Effects of Memantine, an NMDA Antagonist, on Metabolic Syndromes in Female NMRI Mice

Introduction: The brain glutamate neurotransmitter system and its NMDA receptors in the nucleus accumbens play an important role in the incidence of the phenomena of sensitivity and addiction. The present study examined the inhibitory effect of glutamate NMDA receptors in the nucleus accumbens in response to chronic stress. Methods: After the unilateral and bilateral cannula placement in the nucleus accumbens, one group of the animals received different intra-accumbens doses of memantine (0.1, 0.5 and 1 µg/mouse) 5 minutes before receiving the electric shock stress at their soles (using a Communication Box) and the other group received intraperitoneal doses of memantine (0.1, 0.5 and 1mg/kg) 30 minutes before receiving the same shock. Chronic stress increased the animals' plasma corticosterone, food and water intake and weight and reduced their defecation rates and eating latency.  Results: The intraperitoneal administration of memantine increased plasma corticosterone, water intake, fecal weight and eating latency, but had no effect on food intake or weight.
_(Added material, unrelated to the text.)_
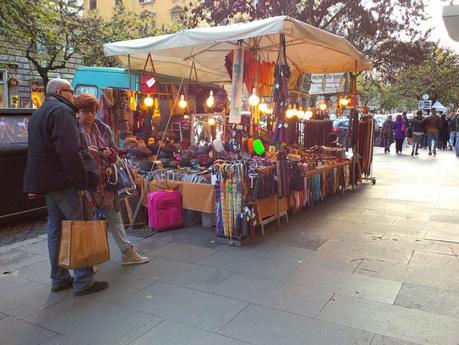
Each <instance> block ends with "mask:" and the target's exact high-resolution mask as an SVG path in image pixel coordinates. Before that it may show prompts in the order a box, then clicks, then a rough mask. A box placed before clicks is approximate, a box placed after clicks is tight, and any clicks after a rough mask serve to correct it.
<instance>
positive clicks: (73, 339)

The dose and site-dependent intra-accumbens administration of memantine either exacerbated the effects of stress on plasma corticosterone levels and water and food intake, or else had no effect on these parameters. Furthermore, the administration of memantine had no effect on animal’s weight and inhibited the effects of stress on fecal weight and eating latency. Discussion: The inhibition of glutamate NMDA receptors in the nucleus accumbens can inhibit and/or exacerbate the dose and site-dependent effects of chronic stress, with gender playing a significant role in producing this effect.